Cantacuzene’s philosophy is simple: breed to race, then race horses where they can be most competitive.
“I’m in it for the long run,” she said. “I breed to race, and I trust my trainers to place horses where they have the best chance to win.”
She’s found success in route races and sprints, on turf and dirt, and even over jumps. Last year, Cantacuzene won the Louisiana Cup Sprint Stakes with Takes Two to Tango, a third-generation homebred. Other highlights from her career as an owner include campaigning the multiple stakes winning Louisiana-bred The Pickett Factor and winning the Colonial Cup – one of the nation’s most prestigious steeplechase races—with Sailor’s Clue.
At a time when racing is dominated by ownership syndicates that invest seemingly limitless resources into horses with the most promising bloodlines, small owner-breeders like Cantacuzene are easy to overlook. Her racing stock is the product of a broodmare band she’s cultivated over generations – and increasingly, of a shrewd decision to invest in a promising young stallion.
In 2018, Cantacuzene answered a call from longtime friend and Maryland horseman Audrey Murray, who was marketing a well-bred but unproven stallion prospect named Blofeld.

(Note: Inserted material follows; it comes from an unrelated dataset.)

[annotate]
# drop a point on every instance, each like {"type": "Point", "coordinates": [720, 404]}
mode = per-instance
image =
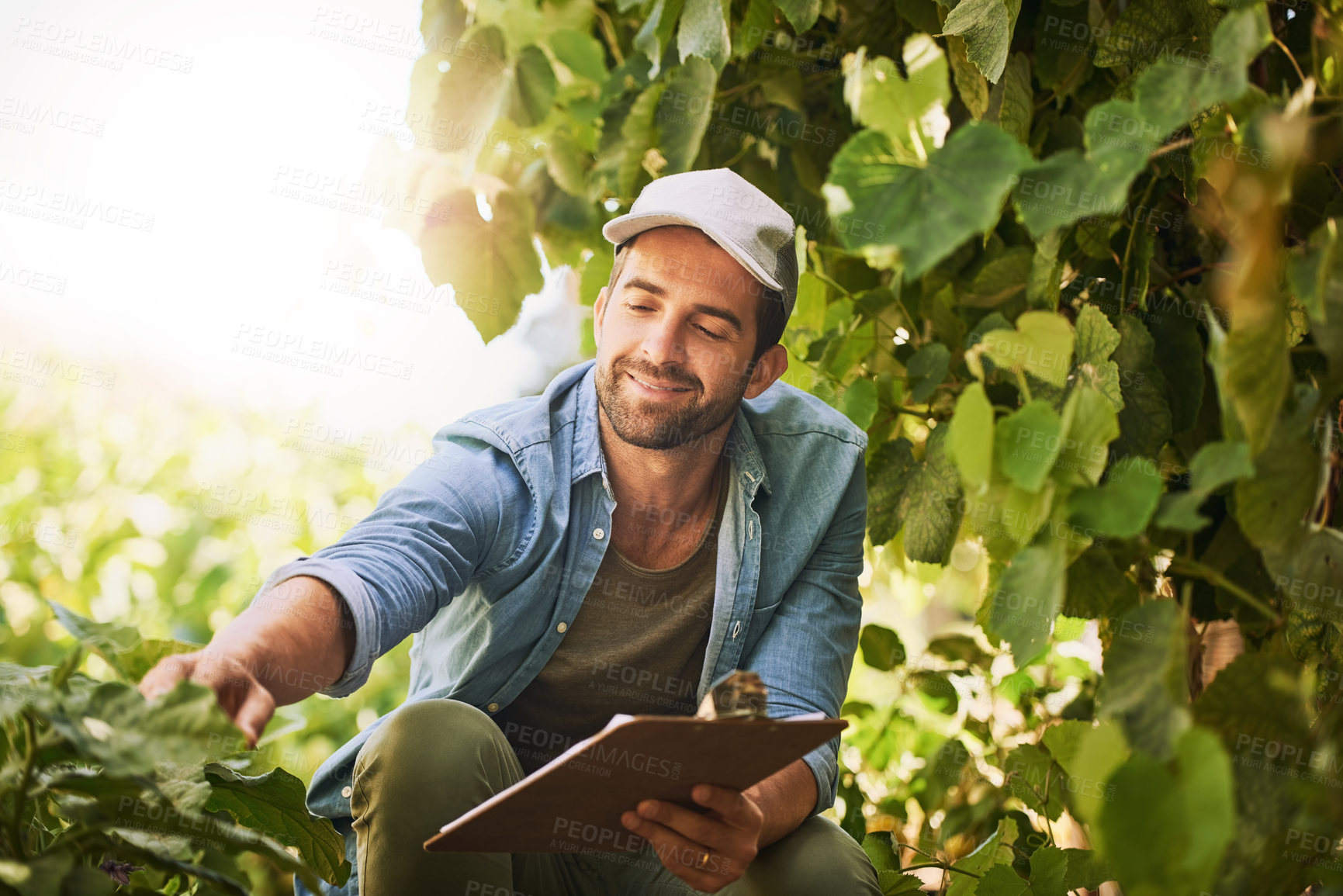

A son of leading Kentucky stallion Quality Road, the graded stakes winner showed promise, so Cantacuzene purchased shares with plans to support him with her broodmares.
Her decision proved prescient. From his 2022 foal crop, Blofeld boasted 28 winners from 36 runners – an impressive start to his stallion career. Cantacuzene began 2023 with a pair of wins from two homebred daughters of Blofeld – Alpine Mist and Dance Lil Darling – at Delta Downs in Louisiana.
“I’ll send everything I can to him this year,” Cantacuzene said of her plans for her broodmare band. “So far, I’ve been delighted with the Blofelds I’ve bred.”
As Cantacuzene turned to enter her car for the trip to Baltimore’s Pimilico Race Course, where a homebred was entered later that afternoon, she paused for a moment.
“In this game, planning only takes you so far – the rest is luck,” she said with a grin.
For Cantacuzene, that’s proven to be a successful formula. With any luck, she’ll follow her next generation of homebreds to the winner’s circle from Pimlico to New Orleans’ Fair Grounds Race Course -- and all points in between.